Single-molecule real-time (SMRT) sequencing from Pacific Biosciences (PacBio). Template fragments are processed and ligated to hairpin adapters at each end, resulting in a circular DNA molecule with constant single-stranded DNA (ssDNA) regions at each end with the double-stranded DNA (dsDNA) template in the middle. The resulting SMRTbell' template undergoes a size-selection protocol in which fragments that are too large or too small are removed to ensure efficient sequencing. Primers and an efficient 429 DNA polymerase are attached to the ssDNA regions of the SMRTbell. The prepared library is then added to the zero-mode waveguide (ZMW) SMRT cell, where sequencing can take place. To visualize sequencing, a mixture of labelled nucleotides is added; as the polymerase-bound DNA library sits in one of the wells in the SMRT cell, the polymerase incorporates a fluorophore-labelled nucleotide into an elongating DNA strand. During incorporation, the nucleotide momentarily pauses through the activity of the polymerase at the bottom of the ZMW, which is being monitored by a camera.
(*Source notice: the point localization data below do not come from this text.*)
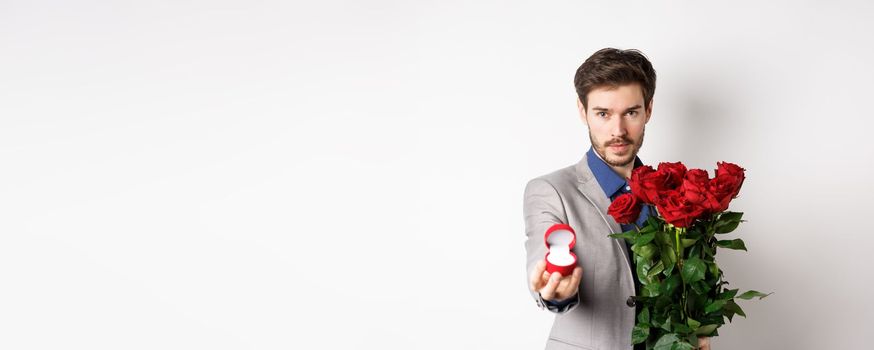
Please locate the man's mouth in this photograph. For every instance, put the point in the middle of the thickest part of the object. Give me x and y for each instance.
(619, 146)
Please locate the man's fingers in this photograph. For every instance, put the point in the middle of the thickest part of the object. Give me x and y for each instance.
(574, 282)
(704, 343)
(536, 275)
(548, 291)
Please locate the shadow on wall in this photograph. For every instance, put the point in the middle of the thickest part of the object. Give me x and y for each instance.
(709, 125)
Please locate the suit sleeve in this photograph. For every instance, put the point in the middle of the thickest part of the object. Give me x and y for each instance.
(542, 207)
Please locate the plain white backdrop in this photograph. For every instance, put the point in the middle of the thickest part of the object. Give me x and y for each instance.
(329, 174)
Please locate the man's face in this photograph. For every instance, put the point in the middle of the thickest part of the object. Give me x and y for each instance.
(616, 118)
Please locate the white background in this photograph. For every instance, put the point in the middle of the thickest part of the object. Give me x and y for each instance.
(349, 174)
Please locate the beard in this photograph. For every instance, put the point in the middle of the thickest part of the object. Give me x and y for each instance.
(617, 160)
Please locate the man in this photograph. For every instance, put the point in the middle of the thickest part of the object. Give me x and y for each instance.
(593, 305)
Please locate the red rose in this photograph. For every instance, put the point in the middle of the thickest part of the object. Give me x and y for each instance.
(625, 209)
(676, 172)
(722, 190)
(678, 210)
(733, 173)
(695, 186)
(646, 183)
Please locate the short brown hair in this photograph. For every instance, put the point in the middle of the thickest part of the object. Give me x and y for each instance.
(613, 67)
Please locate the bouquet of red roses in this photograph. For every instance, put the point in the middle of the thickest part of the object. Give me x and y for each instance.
(683, 294)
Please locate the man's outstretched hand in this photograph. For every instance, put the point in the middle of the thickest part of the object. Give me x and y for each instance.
(554, 287)
(703, 343)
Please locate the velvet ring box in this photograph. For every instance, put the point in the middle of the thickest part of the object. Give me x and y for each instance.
(560, 239)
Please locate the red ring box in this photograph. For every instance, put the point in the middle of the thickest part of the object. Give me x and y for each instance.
(560, 240)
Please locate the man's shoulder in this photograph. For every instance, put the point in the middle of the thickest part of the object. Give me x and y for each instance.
(560, 179)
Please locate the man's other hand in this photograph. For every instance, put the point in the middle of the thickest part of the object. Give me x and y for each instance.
(554, 287)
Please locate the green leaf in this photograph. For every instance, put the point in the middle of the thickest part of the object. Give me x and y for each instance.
(687, 242)
(639, 333)
(681, 328)
(643, 316)
(682, 346)
(667, 324)
(728, 294)
(701, 287)
(706, 329)
(666, 342)
(645, 238)
(715, 305)
(651, 290)
(671, 284)
(733, 307)
(693, 270)
(692, 323)
(645, 250)
(736, 243)
(714, 270)
(751, 294)
(727, 222)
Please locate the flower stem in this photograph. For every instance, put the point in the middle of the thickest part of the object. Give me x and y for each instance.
(677, 232)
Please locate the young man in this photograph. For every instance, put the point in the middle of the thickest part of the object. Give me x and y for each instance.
(615, 90)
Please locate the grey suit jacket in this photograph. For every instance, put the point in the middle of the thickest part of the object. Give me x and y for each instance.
(601, 319)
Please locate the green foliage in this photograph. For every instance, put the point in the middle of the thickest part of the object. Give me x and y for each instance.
(683, 295)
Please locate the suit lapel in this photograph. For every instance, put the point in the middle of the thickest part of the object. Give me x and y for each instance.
(591, 190)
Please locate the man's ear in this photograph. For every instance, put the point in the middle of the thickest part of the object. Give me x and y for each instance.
(582, 111)
(648, 111)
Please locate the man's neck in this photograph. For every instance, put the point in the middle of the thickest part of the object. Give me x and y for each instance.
(623, 171)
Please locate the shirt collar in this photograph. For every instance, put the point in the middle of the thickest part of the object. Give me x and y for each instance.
(609, 180)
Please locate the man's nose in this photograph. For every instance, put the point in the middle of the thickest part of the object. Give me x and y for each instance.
(617, 127)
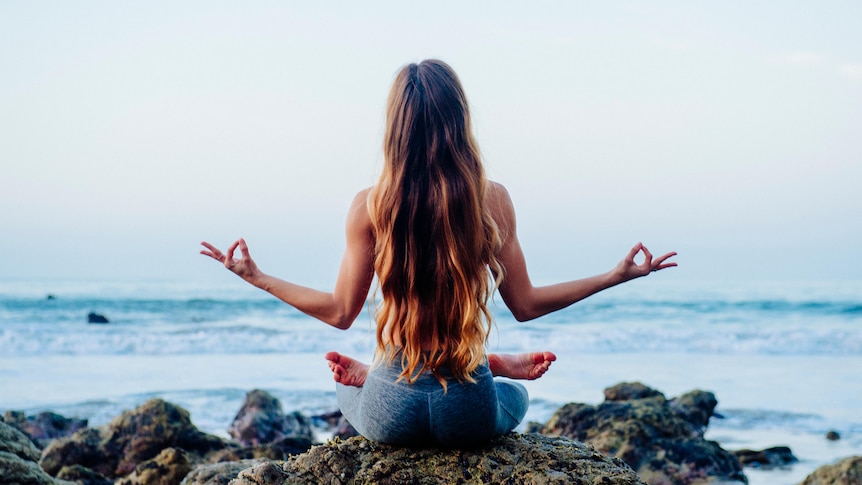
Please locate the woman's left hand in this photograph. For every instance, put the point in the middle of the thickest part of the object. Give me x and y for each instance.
(243, 267)
(628, 269)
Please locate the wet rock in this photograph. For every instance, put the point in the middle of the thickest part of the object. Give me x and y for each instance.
(511, 459)
(845, 472)
(218, 473)
(93, 317)
(336, 422)
(168, 468)
(83, 476)
(775, 456)
(626, 391)
(115, 450)
(279, 450)
(14, 442)
(261, 420)
(45, 426)
(19, 459)
(651, 436)
(696, 407)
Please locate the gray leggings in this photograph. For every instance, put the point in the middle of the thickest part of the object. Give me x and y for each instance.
(420, 414)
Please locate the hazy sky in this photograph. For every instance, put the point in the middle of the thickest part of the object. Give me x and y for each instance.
(729, 131)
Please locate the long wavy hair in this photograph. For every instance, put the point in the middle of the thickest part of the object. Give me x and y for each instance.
(436, 240)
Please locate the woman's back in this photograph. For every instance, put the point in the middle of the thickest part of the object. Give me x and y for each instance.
(434, 237)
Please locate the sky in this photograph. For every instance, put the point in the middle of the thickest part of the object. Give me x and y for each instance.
(726, 131)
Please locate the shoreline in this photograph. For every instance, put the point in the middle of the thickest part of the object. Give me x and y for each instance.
(303, 382)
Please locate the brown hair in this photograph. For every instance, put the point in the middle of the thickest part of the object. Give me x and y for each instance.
(435, 239)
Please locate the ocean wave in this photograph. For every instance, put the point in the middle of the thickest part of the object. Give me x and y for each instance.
(307, 335)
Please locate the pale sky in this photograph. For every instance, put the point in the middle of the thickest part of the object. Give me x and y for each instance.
(730, 132)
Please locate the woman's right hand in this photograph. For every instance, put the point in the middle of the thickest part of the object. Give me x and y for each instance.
(244, 267)
(628, 269)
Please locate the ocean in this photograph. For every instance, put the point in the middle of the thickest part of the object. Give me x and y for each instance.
(784, 359)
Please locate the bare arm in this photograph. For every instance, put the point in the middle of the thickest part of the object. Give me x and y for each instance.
(527, 301)
(338, 308)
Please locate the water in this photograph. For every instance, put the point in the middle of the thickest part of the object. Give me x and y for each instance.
(783, 358)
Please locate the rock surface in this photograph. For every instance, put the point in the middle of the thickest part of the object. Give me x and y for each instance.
(218, 473)
(767, 458)
(511, 459)
(116, 449)
(662, 442)
(845, 472)
(94, 317)
(18, 459)
(45, 426)
(168, 468)
(261, 420)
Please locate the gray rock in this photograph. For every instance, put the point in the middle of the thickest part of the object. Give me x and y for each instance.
(168, 468)
(626, 391)
(45, 426)
(776, 456)
(511, 459)
(261, 420)
(696, 407)
(845, 472)
(218, 473)
(18, 460)
(15, 442)
(655, 439)
(116, 449)
(83, 475)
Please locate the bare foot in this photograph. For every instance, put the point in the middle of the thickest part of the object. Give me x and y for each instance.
(347, 371)
(528, 366)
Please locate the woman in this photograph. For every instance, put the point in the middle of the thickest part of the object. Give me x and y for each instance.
(441, 239)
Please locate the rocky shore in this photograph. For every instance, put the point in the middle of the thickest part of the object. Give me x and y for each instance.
(636, 436)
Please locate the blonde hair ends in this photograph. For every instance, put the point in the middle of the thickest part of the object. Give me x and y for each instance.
(435, 239)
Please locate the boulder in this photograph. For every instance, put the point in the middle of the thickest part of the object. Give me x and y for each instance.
(218, 473)
(626, 391)
(14, 442)
(336, 422)
(278, 450)
(775, 456)
(168, 468)
(83, 475)
(696, 407)
(511, 459)
(45, 426)
(93, 317)
(845, 472)
(261, 420)
(116, 449)
(661, 443)
(19, 459)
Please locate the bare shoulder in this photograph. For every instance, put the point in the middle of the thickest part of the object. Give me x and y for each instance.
(358, 215)
(500, 204)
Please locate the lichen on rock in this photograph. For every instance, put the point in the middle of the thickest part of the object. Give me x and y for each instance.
(511, 459)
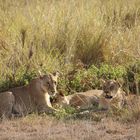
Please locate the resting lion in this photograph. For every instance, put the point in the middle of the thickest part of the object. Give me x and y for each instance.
(79, 100)
(36, 95)
(6, 104)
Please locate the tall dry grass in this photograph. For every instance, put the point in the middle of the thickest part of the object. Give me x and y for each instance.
(51, 34)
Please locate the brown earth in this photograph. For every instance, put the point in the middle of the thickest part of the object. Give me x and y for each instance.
(48, 128)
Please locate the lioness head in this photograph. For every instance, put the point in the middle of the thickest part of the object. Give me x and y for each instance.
(49, 83)
(110, 88)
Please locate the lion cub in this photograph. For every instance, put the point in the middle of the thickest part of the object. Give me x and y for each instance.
(113, 96)
(6, 104)
(79, 100)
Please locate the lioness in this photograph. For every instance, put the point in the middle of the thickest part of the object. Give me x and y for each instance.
(6, 104)
(79, 100)
(113, 96)
(36, 95)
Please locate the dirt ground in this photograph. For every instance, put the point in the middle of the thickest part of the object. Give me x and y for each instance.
(48, 128)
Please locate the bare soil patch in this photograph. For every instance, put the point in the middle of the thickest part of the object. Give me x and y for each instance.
(48, 128)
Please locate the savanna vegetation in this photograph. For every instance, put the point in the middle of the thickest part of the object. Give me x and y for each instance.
(86, 40)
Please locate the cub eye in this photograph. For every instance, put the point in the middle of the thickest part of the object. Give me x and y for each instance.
(112, 87)
(48, 83)
(55, 82)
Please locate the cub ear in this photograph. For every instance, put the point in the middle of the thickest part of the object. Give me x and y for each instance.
(102, 81)
(120, 82)
(61, 94)
(40, 74)
(57, 73)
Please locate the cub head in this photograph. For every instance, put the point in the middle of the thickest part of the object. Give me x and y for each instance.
(60, 99)
(110, 88)
(49, 83)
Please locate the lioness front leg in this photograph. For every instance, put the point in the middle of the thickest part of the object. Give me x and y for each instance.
(47, 107)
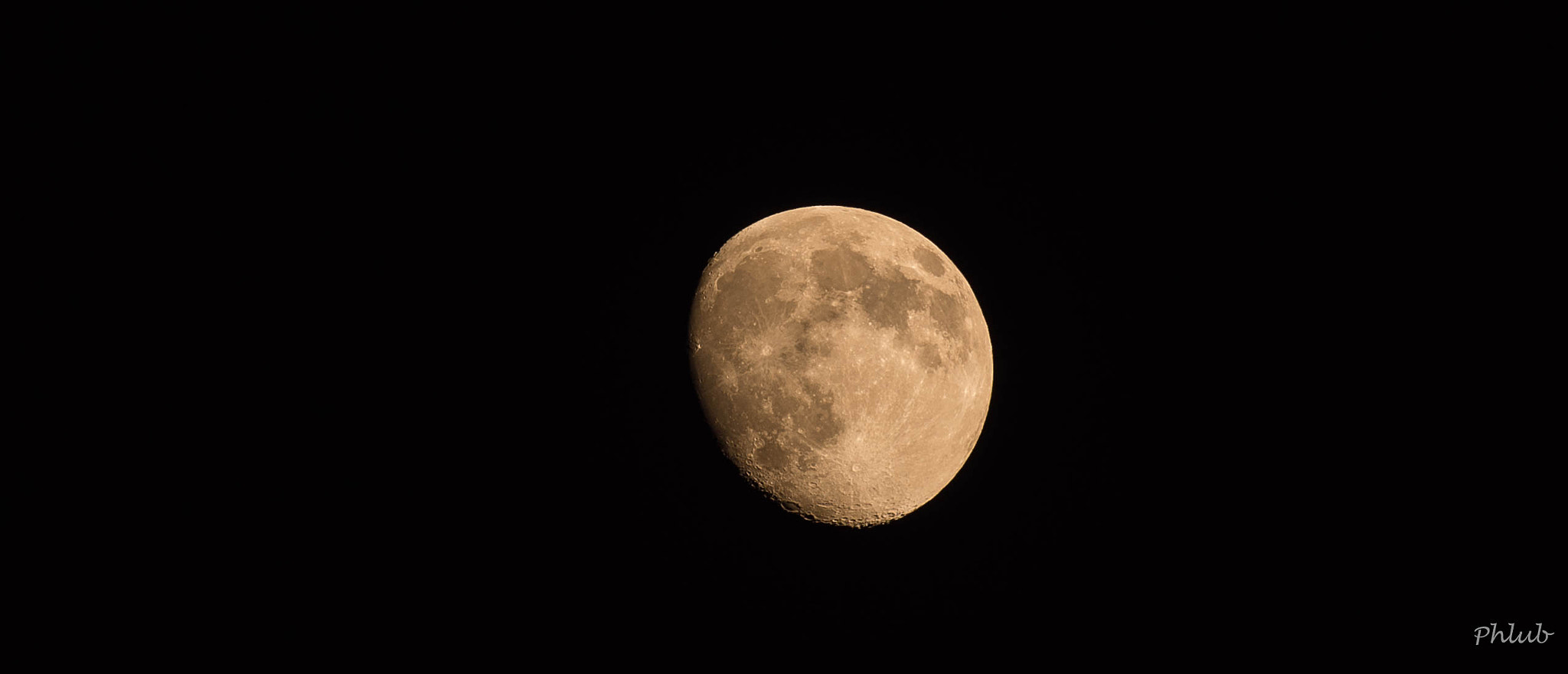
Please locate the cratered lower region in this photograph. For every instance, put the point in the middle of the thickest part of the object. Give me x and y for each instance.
(842, 362)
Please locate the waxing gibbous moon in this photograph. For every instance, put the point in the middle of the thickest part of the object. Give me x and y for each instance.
(842, 362)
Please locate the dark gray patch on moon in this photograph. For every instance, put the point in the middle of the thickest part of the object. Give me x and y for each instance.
(839, 268)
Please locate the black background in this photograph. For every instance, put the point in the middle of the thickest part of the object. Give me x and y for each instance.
(1258, 374)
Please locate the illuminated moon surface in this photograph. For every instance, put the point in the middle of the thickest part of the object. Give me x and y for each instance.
(842, 362)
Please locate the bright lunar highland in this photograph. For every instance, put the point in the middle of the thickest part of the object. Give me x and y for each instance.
(842, 362)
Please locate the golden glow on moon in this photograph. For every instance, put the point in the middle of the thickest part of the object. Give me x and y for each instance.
(842, 362)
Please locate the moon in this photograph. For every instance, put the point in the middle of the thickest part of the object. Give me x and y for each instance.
(842, 362)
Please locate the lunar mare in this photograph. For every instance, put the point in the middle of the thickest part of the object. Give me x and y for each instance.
(842, 362)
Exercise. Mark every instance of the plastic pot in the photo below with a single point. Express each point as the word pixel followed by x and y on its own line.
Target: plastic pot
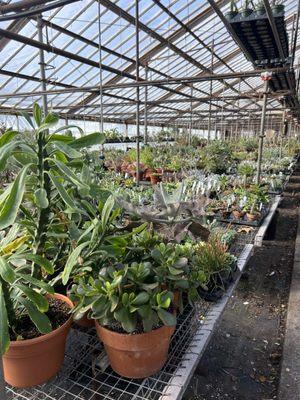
pixel 32 362
pixel 136 356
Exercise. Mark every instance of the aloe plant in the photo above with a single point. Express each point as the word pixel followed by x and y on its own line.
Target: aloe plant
pixel 35 214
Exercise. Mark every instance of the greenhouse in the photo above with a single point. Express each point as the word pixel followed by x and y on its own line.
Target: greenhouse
pixel 149 200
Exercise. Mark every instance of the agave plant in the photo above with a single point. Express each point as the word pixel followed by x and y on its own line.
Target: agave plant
pixel 170 214
pixel 36 211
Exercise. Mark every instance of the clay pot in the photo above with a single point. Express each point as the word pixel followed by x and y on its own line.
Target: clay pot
pixel 252 217
pixel 148 172
pixel 237 214
pixel 154 179
pixel 32 362
pixel 84 322
pixel 136 356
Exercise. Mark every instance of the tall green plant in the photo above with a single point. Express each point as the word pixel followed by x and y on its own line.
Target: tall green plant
pixel 35 215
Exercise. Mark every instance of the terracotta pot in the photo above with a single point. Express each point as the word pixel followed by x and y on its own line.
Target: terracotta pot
pixel 154 179
pixel 136 356
pixel 32 362
pixel 84 322
pixel 148 172
pixel 237 214
pixel 252 217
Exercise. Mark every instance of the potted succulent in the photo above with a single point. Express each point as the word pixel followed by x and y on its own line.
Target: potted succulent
pixel 34 320
pixel 277 7
pixel 229 15
pixel 260 10
pixel 246 10
pixel 134 317
pixel 213 268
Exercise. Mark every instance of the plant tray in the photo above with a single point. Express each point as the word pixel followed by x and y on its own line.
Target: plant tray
pixel 86 374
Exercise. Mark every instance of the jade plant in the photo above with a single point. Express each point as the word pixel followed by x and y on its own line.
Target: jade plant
pixel 36 210
pixel 126 297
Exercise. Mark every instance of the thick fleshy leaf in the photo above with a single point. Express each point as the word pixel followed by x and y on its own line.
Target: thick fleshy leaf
pixel 70 176
pixel 67 150
pixel 37 114
pixel 12 203
pixel 38 283
pixel 28 118
pixel 15 244
pixel 4 329
pixel 141 299
pixel 7 137
pixel 36 298
pixel 41 199
pixel 106 211
pixel 37 259
pixel 88 140
pixel 166 317
pixel 5 151
pixel 71 262
pixel 40 320
pixel 6 271
pixel 67 199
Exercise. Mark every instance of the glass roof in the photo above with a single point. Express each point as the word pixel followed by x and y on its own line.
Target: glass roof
pixel 177 39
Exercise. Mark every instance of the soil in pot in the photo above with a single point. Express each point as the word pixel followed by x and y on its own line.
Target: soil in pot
pixel 138 355
pixel 237 214
pixel 252 217
pixel 37 358
pixel 154 179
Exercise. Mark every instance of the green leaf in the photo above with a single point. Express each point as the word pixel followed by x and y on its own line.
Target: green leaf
pixel 67 150
pixel 37 299
pixel 141 299
pixel 6 271
pixel 71 262
pixel 70 176
pixel 7 137
pixel 38 283
pixel 85 174
pixel 5 152
pixel 106 211
pixel 37 114
pixel 88 140
pixel 127 320
pixel 40 320
pixel 59 138
pixel 41 199
pixel 28 118
pixel 12 203
pixel 37 259
pixel 51 119
pixel 166 317
pixel 66 198
pixel 4 329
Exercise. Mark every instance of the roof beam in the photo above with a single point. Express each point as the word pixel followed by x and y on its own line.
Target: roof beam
pixel 144 59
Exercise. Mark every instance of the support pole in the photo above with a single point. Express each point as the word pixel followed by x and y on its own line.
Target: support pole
pixel 266 76
pixel 42 64
pixel 146 108
pixel 2 382
pixel 137 69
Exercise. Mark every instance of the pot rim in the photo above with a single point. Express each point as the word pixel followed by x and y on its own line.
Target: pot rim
pixel 45 337
pixel 131 335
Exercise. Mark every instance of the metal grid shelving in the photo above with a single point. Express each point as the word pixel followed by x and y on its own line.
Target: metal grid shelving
pixel 86 375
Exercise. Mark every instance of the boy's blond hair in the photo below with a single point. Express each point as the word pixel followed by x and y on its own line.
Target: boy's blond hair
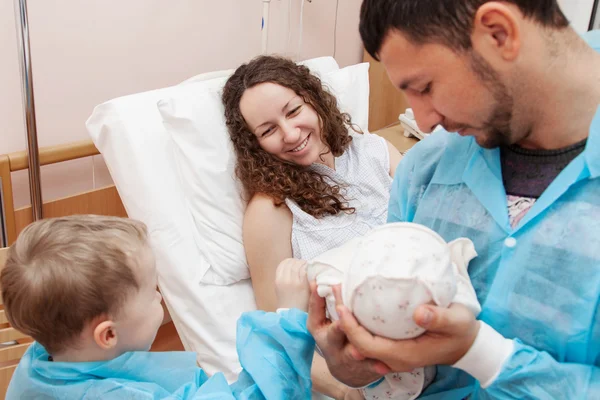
pixel 61 273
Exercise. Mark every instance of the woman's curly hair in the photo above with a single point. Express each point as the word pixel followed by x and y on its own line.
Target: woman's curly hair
pixel 261 172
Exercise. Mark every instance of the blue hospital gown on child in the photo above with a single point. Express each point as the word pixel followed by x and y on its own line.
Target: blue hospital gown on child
pixel 275 351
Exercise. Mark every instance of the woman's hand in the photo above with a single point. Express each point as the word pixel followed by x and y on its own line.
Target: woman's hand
pixel 291 285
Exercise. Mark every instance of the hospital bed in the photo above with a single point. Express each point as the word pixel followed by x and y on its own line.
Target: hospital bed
pixel 169 154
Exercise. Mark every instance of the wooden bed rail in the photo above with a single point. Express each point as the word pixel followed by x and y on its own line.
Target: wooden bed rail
pixel 104 201
pixel 54 154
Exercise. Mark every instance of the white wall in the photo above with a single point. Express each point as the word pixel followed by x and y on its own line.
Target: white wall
pixel 87 52
pixel 578 12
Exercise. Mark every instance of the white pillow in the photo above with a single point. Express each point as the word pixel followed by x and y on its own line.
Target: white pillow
pixel 142 159
pixel 194 119
pixel 351 87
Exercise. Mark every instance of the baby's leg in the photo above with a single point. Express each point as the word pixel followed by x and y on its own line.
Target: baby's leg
pixel 401 385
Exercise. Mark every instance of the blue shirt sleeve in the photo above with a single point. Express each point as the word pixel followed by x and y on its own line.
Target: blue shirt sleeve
pixel 533 374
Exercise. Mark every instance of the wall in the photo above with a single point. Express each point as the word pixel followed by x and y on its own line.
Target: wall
pixel 87 52
pixel 578 12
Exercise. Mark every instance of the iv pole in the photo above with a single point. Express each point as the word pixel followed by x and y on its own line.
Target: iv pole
pixel 265 26
pixel 35 189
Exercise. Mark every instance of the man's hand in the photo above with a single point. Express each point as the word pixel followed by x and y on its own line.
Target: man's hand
pixel 336 350
pixel 450 334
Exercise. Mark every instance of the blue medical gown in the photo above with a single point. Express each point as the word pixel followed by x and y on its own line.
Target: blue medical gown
pixel 540 288
pixel 275 352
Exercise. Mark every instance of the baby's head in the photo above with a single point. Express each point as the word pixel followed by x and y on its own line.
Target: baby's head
pixel 84 287
pixel 388 273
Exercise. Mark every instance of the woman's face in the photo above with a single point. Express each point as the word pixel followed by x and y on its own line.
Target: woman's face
pixel 283 123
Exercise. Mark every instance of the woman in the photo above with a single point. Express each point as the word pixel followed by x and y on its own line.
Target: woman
pixel 313 181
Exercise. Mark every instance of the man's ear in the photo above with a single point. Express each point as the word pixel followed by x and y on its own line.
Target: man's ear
pixel 105 334
pixel 497 32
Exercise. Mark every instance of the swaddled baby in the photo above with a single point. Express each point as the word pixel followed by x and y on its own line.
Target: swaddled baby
pixel 384 276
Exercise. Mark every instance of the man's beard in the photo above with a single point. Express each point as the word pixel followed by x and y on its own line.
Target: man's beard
pixel 496 130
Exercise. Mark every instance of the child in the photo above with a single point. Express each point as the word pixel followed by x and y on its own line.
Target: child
pixel 384 276
pixel 84 287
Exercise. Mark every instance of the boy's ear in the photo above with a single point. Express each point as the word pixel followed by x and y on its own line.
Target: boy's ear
pixel 105 334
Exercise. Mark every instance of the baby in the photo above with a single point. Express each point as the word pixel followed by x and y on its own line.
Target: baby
pixel 384 276
pixel 85 288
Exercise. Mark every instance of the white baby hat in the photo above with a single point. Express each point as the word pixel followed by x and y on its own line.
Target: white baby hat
pixel 389 272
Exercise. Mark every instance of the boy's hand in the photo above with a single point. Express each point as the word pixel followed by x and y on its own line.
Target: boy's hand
pixel 354 394
pixel 291 285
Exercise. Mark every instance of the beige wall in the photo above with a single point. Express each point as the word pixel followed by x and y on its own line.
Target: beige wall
pixel 579 12
pixel 86 52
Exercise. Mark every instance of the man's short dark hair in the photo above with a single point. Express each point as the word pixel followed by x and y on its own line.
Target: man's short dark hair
pixel 449 22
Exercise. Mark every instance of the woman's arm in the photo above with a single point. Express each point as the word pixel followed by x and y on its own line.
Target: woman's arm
pixel 395 158
pixel 267 234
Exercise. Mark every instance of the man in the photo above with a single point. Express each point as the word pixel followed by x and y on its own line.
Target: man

“The MinION has been used to successfully read the genome of a lambda bacteriophage, which has 48,500-ish base pairs, twice during one pass. That's impressive, because reading 100,000 base pairs during a single DNA capture has never been managed before using traditional sequencing techniques. The operational life of the MinION is only about six hours, but during that time it can read more than 150 million base pairs. That's somewhat short of the larger human chromosomes (which contain up to 250 million base pairs), but Oxford Nanopore has also introduced GridION -- a platform where multiple cartridges can be clustered together. The company reckon that a 20-node GridION setup can sequence a complete human genome in just 15 minutes.”